2005年秋から留学する、ロシアのサンクトペテルブルク(旧レニングラード)での毎日を記します。

西方見聞録12 蛮行の跡-パリ14/04-

2006-05-16 23:26:37 | Weblog
【写真:暴動で画面が破壊された現金自動引き出し装置。ソルボンヌ大学の近くにて(14/04)】 
旅程
《14/04/06 パリ(続き)》

 Iはよく、「ラテンの連中は体温が1度くらい高いんだぜ。」とか、「フランスは実は途上国だ。」などと言って、フランスの人々やフランス社会を冷めた目で批判する。よく自分の留学国にそんなことを言ったものだなと私は意外だったが、今日はIの言うことが良く分かった気がした。
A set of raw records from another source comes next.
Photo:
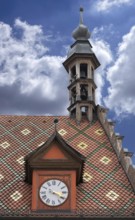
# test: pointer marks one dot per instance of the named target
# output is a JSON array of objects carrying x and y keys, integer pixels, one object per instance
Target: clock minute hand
[{"x": 58, "y": 193}]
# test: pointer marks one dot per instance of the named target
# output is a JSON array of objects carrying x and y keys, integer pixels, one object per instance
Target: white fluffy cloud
[
  {"x": 106, "y": 5},
  {"x": 105, "y": 57},
  {"x": 121, "y": 76},
  {"x": 26, "y": 70}
]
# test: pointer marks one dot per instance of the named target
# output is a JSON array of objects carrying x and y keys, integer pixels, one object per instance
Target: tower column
[{"x": 81, "y": 63}]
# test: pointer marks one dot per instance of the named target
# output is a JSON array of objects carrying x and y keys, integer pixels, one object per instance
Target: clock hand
[{"x": 56, "y": 193}]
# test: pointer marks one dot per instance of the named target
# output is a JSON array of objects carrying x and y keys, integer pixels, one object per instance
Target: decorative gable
[{"x": 55, "y": 154}]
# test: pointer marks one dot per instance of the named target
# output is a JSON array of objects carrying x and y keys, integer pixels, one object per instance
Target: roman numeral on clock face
[{"x": 53, "y": 192}]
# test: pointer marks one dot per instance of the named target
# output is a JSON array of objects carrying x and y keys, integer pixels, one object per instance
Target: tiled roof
[{"x": 106, "y": 190}]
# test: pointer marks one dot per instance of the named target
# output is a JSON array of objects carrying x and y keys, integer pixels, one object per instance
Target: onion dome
[{"x": 81, "y": 32}]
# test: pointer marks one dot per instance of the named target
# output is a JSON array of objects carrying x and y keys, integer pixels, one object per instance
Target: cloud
[
  {"x": 104, "y": 54},
  {"x": 107, "y": 5},
  {"x": 121, "y": 76},
  {"x": 31, "y": 81}
]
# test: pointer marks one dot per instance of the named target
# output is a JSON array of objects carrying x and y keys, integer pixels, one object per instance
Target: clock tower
[{"x": 81, "y": 63}]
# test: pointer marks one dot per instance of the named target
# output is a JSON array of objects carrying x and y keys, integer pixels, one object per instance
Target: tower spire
[
  {"x": 81, "y": 15},
  {"x": 80, "y": 64}
]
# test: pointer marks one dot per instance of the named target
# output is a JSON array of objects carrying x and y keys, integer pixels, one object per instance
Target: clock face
[{"x": 53, "y": 192}]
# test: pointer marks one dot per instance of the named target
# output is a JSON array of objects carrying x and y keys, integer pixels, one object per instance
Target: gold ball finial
[{"x": 81, "y": 9}]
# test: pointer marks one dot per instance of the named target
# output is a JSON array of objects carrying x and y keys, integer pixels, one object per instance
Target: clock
[{"x": 53, "y": 192}]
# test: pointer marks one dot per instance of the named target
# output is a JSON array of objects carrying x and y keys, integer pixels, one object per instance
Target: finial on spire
[
  {"x": 55, "y": 122},
  {"x": 81, "y": 15}
]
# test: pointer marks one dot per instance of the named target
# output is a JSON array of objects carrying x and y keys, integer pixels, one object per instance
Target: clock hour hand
[{"x": 56, "y": 193}]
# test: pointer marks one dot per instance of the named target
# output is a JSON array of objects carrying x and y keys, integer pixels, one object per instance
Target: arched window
[{"x": 83, "y": 71}]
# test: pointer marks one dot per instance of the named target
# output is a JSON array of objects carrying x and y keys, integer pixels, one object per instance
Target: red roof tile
[{"x": 106, "y": 190}]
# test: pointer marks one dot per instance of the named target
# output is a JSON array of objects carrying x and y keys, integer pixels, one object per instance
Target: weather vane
[
  {"x": 56, "y": 122},
  {"x": 81, "y": 15}
]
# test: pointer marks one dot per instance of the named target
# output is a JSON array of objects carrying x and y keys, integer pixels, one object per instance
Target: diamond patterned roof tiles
[{"x": 106, "y": 190}]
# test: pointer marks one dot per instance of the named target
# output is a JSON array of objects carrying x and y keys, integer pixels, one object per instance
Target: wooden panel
[
  {"x": 40, "y": 176},
  {"x": 54, "y": 152}
]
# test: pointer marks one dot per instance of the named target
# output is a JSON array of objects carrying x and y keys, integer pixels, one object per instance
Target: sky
[{"x": 35, "y": 36}]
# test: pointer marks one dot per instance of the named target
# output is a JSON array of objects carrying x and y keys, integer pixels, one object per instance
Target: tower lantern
[{"x": 80, "y": 64}]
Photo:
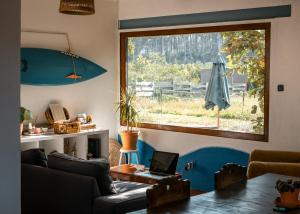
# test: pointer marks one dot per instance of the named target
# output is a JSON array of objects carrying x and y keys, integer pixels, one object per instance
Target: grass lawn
[{"x": 190, "y": 112}]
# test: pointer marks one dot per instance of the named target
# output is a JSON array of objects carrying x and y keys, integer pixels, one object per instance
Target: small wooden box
[{"x": 66, "y": 127}]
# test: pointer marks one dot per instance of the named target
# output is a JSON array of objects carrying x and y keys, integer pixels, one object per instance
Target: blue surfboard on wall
[{"x": 51, "y": 67}]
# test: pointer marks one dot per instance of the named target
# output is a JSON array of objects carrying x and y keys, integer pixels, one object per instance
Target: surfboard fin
[{"x": 73, "y": 76}]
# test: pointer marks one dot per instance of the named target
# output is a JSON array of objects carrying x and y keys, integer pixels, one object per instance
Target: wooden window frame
[{"x": 204, "y": 131}]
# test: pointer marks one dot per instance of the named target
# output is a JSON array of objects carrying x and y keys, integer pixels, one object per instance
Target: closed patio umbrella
[{"x": 217, "y": 93}]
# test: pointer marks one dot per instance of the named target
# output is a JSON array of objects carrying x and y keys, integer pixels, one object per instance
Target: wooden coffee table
[{"x": 126, "y": 172}]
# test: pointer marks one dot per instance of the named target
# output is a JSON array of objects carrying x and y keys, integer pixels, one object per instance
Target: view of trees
[{"x": 182, "y": 58}]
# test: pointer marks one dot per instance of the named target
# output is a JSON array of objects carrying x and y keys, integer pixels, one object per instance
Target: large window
[{"x": 172, "y": 74}]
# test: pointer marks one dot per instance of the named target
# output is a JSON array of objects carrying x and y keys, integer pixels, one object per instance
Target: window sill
[{"x": 206, "y": 131}]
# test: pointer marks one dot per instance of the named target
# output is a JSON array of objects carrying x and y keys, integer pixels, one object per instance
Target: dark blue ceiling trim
[{"x": 208, "y": 17}]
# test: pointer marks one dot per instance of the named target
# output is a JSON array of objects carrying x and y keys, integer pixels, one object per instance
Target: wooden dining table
[{"x": 257, "y": 195}]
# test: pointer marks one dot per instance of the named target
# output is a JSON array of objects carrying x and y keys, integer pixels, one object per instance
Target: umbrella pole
[{"x": 218, "y": 123}]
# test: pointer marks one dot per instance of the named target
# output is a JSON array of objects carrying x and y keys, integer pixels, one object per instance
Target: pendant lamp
[{"x": 77, "y": 7}]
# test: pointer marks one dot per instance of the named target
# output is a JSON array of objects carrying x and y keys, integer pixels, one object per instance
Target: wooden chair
[{"x": 229, "y": 174}]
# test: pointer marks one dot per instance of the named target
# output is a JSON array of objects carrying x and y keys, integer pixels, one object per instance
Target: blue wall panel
[{"x": 207, "y": 161}]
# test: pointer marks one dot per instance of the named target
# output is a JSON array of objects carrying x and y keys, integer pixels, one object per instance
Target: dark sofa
[{"x": 52, "y": 191}]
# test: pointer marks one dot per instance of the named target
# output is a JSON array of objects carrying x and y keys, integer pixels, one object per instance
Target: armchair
[{"x": 280, "y": 162}]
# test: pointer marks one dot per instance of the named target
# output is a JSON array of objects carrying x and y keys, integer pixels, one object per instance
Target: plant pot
[
  {"x": 21, "y": 128},
  {"x": 129, "y": 140}
]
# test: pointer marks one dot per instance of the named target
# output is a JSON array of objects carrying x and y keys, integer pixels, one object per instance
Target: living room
[{"x": 101, "y": 38}]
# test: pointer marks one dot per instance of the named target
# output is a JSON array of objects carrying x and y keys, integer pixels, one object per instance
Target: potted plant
[
  {"x": 25, "y": 115},
  {"x": 129, "y": 117}
]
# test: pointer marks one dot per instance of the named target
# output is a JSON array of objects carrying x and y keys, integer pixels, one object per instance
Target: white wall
[
  {"x": 93, "y": 37},
  {"x": 10, "y": 197},
  {"x": 284, "y": 107}
]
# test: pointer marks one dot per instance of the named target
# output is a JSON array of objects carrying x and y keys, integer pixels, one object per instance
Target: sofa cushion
[
  {"x": 34, "y": 157},
  {"x": 257, "y": 168},
  {"x": 98, "y": 169},
  {"x": 124, "y": 202}
]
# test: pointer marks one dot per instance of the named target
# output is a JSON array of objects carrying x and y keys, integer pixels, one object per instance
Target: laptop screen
[{"x": 164, "y": 162}]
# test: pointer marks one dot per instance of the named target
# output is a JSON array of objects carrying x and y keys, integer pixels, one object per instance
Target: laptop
[{"x": 162, "y": 164}]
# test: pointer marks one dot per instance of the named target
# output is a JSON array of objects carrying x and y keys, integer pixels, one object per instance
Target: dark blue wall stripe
[
  {"x": 208, "y": 160},
  {"x": 209, "y": 17}
]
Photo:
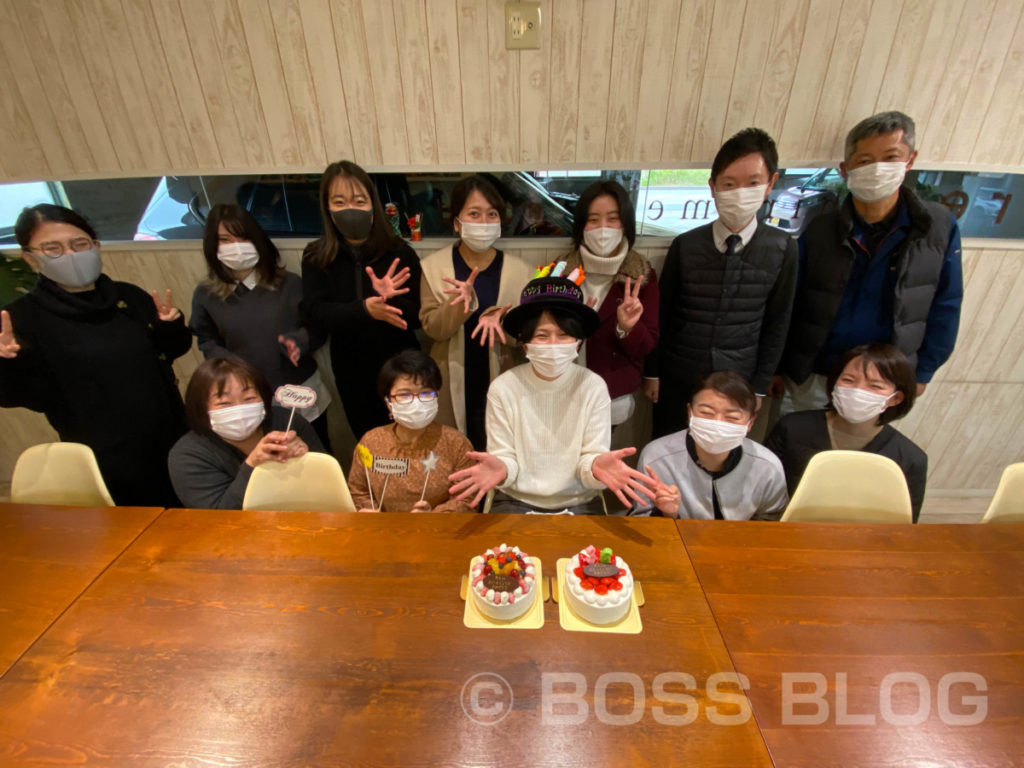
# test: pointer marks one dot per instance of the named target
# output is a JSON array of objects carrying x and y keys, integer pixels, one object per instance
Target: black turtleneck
[{"x": 98, "y": 365}]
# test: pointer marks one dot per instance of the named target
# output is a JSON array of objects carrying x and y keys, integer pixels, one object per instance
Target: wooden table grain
[
  {"x": 287, "y": 639},
  {"x": 48, "y": 556},
  {"x": 856, "y": 609}
]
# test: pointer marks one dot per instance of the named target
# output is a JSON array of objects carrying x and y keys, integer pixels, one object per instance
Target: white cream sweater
[{"x": 548, "y": 434}]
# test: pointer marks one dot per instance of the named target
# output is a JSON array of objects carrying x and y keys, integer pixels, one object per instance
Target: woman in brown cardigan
[{"x": 466, "y": 288}]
 マリーアントワネットが拘束されていたという牢獄やサンシャペー教会などを見学した後、Iとともにソルボンヌ大学近くの路上を歩いていると、画面が破壊された現金自動引き出し装置を発見(写真参照)。世界中でニュースになった若者らの暴動事件でこの装置も被害にあったそうだ。こんな物まで破壊するとは、私はあまりの蛮行ぶりに言葉を失ったのだが、Iは違った。
 この装置の上には"Retrait"という文字が書かれた看板があり、その下に紫のペンで"du CPE"と落書きがあった。私には何の事やらさっぱり分からなかったが、Iの解説によると、"Retrait"は引き落とすとか、取り下げるという意味があり、"du CPE"というのは問題になった法案(労働者の解雇禁止期間を解除する法案)なのだという。すなわち、この機会が現金を「引き出す」装置である旨通知した表示の下に現金ではなく"du CPE"と落書することにより、暗にその法案を廃案にせよという暴動集団の主張を示していることになる(>Iへ ここまで、間違いないですか??)のだそうで、皮肉のきいた知的な落書きであることにIは感心していた。
 
 被害にあったのはこの現金自動引き出し装置だけでなく、近くの店のガラスがど派手に割られていたり、わざわざ"PLACE DE LA SORBONNE(ソルボンヌ広場)"という看板 の"SORBONNNE"の部分を消してその下に"PRECARITE"(確か「抗議」という意味だったと記憶 >Iへ、これも確認よろしく)と落書きがあったりなど、数々の野蛮な行為の跡が残っていた。
 
 なお暴動は収束したものの、ソルボンヌ大学は現在も閉鎖中だという。体温が高いためなのかどうかは知らないが、これら蛮行の跡を見たら暴動に加わった学生らの品格を疑わずにはいられない。Iによると、フランスの学生は補助金欲しさに大学に入り、ろくに授業にも出ず遊んでいる連中も多いのだという。なるほど、そんな連中ならこんな蛮行もしかねないなと納得。Iの解説により、この「華やかな観光都市」パリで、フランス社会のひずみを見た。

生きてます

2006-05-15 19:04:12 | Weblog
15/04/06
こんにちは。久々の更新になりました。ウォッカパーティーの連続や演劇鑑賞などでなかなかブログを書けず、そもそもあまりインターネットに触れずにおりましたところ、皆様からはメール、コメントなどでご心配を頂きありがとうございました。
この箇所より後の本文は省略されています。